Ryan Lee West felt moved to a brief outburst back in August. The Leicester-born, London-based producer who makes music as Rival Consoles tweeted in protest of the ongoing boom of deep house, asking artists to quit contributing to the genre, currently in vogue. "There's probably enough to last us till 2089," he wrote.
West's ire makes sense, if only because the music he makes as Rival Consoles feels diametrically opposed to the luxuriant, lengthy bath evoked by deep house. West is a musical engineer in the mold of luminaries like Aphex Twin and relative newcomers like Dave Harrington, and the soundscapes he's constructed on his third LP, Howl, are spiky and imposing, too solid to sink into. The music is always shifting, so it's impossible to lose track of time while listening. You're always aware that any given composition is morphing, is in flux. Reams of electronic producers luxuriate in the safety of creating a comfortable atmosphere. But Howl is impossible to ignore, and hard to forget.

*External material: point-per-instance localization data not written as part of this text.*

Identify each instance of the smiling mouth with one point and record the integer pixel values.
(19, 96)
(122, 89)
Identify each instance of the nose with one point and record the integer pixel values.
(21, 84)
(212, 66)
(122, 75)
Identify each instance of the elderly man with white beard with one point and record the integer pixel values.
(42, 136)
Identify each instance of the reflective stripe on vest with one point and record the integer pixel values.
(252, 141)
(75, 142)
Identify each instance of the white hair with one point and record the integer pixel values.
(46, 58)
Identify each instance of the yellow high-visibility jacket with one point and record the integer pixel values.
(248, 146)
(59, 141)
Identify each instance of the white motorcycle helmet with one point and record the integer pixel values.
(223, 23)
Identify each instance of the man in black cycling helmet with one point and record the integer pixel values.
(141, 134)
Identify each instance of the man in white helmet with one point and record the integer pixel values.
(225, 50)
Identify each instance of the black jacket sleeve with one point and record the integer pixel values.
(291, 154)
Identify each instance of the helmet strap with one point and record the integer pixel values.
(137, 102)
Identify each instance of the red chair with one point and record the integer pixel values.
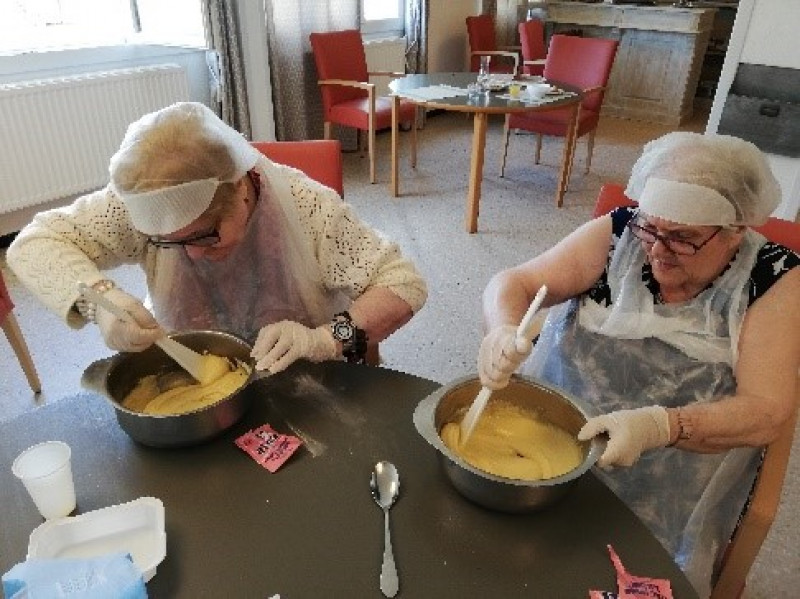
(531, 39)
(320, 159)
(348, 98)
(746, 542)
(14, 335)
(584, 63)
(483, 42)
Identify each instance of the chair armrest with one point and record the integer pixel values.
(345, 83)
(386, 74)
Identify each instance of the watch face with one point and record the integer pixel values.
(343, 331)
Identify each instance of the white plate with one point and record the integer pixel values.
(136, 527)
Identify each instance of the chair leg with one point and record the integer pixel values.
(506, 134)
(17, 341)
(414, 126)
(538, 154)
(589, 150)
(371, 141)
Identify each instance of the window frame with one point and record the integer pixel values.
(378, 28)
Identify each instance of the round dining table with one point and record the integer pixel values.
(421, 89)
(312, 529)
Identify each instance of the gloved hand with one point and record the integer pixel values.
(281, 343)
(135, 335)
(630, 433)
(500, 355)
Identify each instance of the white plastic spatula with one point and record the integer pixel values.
(191, 361)
(524, 332)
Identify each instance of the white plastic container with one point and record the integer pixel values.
(136, 527)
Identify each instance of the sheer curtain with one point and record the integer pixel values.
(226, 64)
(417, 17)
(298, 105)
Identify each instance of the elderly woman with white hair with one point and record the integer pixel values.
(228, 240)
(678, 328)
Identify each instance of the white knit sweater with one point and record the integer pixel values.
(95, 233)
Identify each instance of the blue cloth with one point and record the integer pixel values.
(111, 576)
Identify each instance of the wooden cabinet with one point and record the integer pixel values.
(658, 61)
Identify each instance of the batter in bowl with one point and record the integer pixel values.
(515, 443)
(219, 382)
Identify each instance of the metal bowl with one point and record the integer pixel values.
(450, 403)
(117, 376)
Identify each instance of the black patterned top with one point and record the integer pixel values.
(772, 262)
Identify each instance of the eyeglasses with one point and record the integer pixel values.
(203, 240)
(676, 246)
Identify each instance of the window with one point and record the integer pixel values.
(381, 18)
(35, 25)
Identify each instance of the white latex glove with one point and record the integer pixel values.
(137, 335)
(630, 433)
(500, 355)
(281, 343)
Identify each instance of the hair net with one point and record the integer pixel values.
(727, 167)
(171, 163)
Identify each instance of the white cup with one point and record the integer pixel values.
(46, 471)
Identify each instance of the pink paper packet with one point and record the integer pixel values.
(633, 587)
(268, 447)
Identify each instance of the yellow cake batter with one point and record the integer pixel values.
(512, 442)
(218, 381)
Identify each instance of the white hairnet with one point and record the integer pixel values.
(171, 163)
(730, 167)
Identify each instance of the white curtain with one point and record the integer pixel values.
(296, 95)
(226, 65)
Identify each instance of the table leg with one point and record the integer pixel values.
(569, 150)
(476, 170)
(395, 184)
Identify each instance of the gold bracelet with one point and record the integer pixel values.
(88, 309)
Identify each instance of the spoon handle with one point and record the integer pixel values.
(389, 582)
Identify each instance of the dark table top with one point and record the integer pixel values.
(312, 528)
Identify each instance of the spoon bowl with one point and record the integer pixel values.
(385, 487)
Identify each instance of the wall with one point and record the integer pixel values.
(765, 33)
(447, 34)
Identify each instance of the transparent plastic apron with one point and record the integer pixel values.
(636, 353)
(270, 276)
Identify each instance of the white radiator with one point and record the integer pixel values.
(385, 55)
(57, 135)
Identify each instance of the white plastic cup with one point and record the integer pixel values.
(46, 471)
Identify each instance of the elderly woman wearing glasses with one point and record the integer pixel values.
(228, 240)
(678, 327)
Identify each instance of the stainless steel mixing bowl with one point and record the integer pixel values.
(450, 403)
(117, 376)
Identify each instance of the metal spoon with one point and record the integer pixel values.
(385, 487)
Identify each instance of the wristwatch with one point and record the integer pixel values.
(353, 339)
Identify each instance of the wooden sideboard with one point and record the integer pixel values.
(660, 55)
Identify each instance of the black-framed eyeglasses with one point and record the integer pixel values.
(203, 240)
(680, 247)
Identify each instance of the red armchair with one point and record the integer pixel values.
(584, 63)
(746, 542)
(483, 42)
(12, 331)
(348, 98)
(320, 159)
(531, 39)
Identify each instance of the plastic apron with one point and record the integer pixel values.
(636, 352)
(272, 275)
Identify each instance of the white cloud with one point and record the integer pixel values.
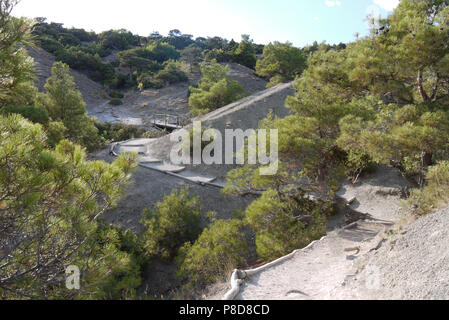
(388, 5)
(332, 3)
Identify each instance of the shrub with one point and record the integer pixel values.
(34, 114)
(279, 229)
(218, 250)
(173, 222)
(116, 102)
(435, 194)
(147, 80)
(56, 131)
(172, 73)
(116, 95)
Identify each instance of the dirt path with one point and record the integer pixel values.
(316, 272)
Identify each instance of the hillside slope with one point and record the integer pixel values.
(412, 264)
(138, 106)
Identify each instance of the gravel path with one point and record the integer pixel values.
(316, 273)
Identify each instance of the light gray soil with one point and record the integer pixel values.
(317, 272)
(138, 106)
(412, 263)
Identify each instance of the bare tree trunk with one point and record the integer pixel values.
(422, 92)
(426, 161)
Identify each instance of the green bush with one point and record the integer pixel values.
(212, 257)
(147, 80)
(172, 73)
(435, 194)
(56, 131)
(116, 95)
(215, 90)
(173, 222)
(34, 114)
(279, 231)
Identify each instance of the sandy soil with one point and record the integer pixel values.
(138, 106)
(317, 272)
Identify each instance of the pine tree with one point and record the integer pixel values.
(64, 103)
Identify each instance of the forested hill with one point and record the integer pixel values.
(100, 55)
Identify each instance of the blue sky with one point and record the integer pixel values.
(297, 21)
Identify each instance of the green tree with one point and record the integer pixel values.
(218, 250)
(16, 68)
(64, 103)
(161, 51)
(50, 205)
(214, 90)
(245, 53)
(281, 62)
(173, 222)
(281, 226)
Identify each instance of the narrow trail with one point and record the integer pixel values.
(315, 272)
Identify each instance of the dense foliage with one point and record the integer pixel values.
(281, 62)
(214, 90)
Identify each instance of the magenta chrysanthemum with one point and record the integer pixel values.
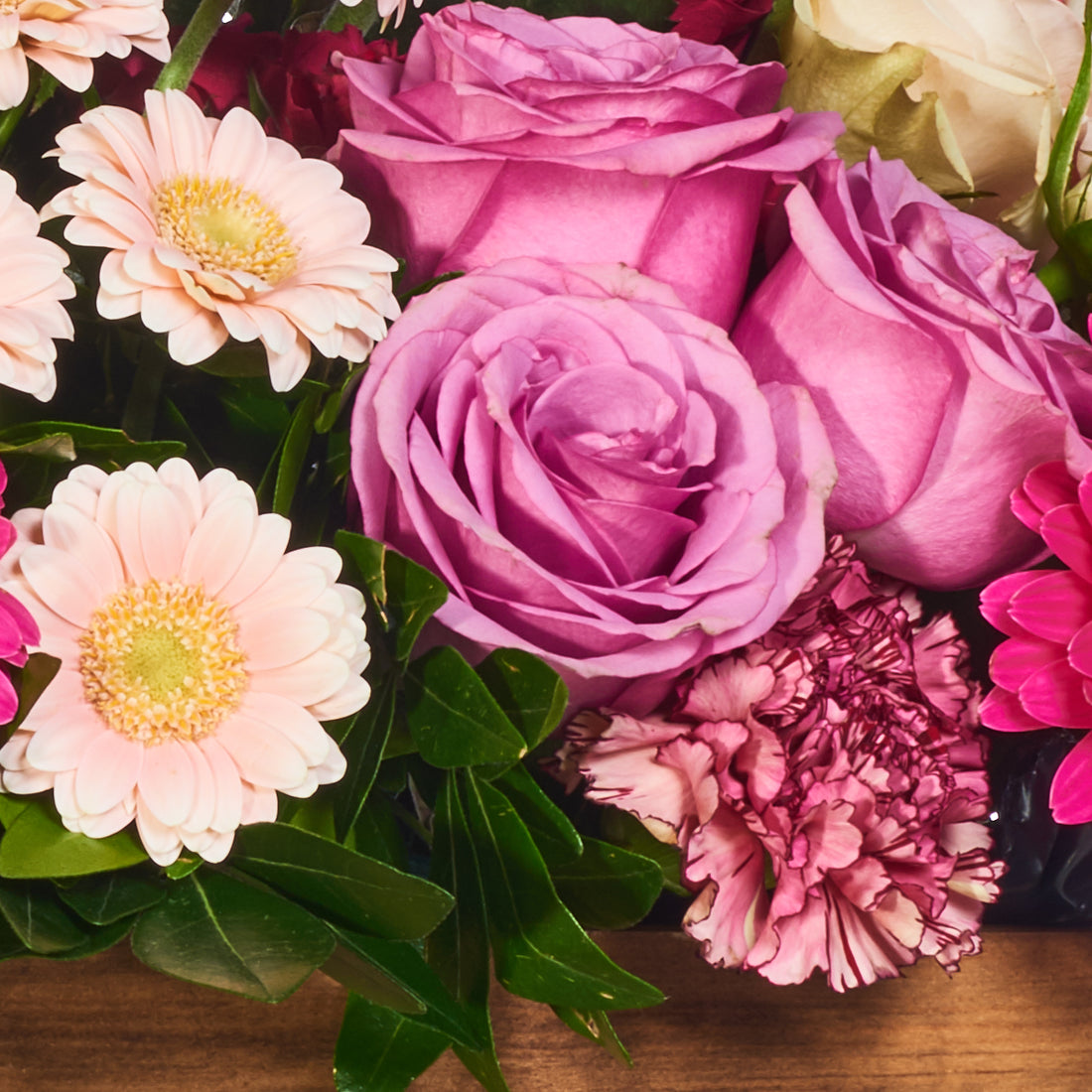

That's partly because West so often feels comfortable disrupting his own patterns. "Afterglow" seems as if it's going to build on an early synth loop, but what at first seems like the track's foundation turns out to be its foyer: halfway in, and suddenly we're in an entirely new room, one that's louder, brighter, more expansive. Our understanding of his pieces broadens as they move through time, so that once they're nearly over we apprehend the entire structure as if by a drone camera hovering above.
That vivid view is studded with allusions: the title track makes extraordinary reference to trains and tunnels, and at times the dusky track "Pre" recalls the snaking sounds of a film projector. West has said that he's a fan of "sloppy things and rough things happening in music," but even the little blips and isotopes here feel as if they've been cast in concrete, accidents granted purpose. In contrast to the last two Rival Consoles LPs, Howl was largely forged from hardware (as opposed to digital technology), and the record's analogue origins would be obvious even if you knew nothing about its genesis.
West is a labelmate of Nils Frahm and, this year alone, has toured with Clark and Nosaj Thing. He shares with all three the instincts of a classical composer. Howl's closer, "Looming", is a six-and-a-half-minute mini-epic that reflects the depth of emotion that West says he poured into Howl. But the catharsis it induces comes as much from the musician's restraint and sense of composure as anything else. What isn't there is as important as what is.
West's grumbling about deep house might make him seem like a dinosaur. But he doesn't seem bothered by its existence; he's complaining about a surplus, and, like a true progressive, his momentary gripe stands as mere prelude to more concerted action. His music—rocky, spiky, warm, titanic—drives us to re-evaluate whether referring to someone as a dinosaur might not be quite as pejorative as we thought.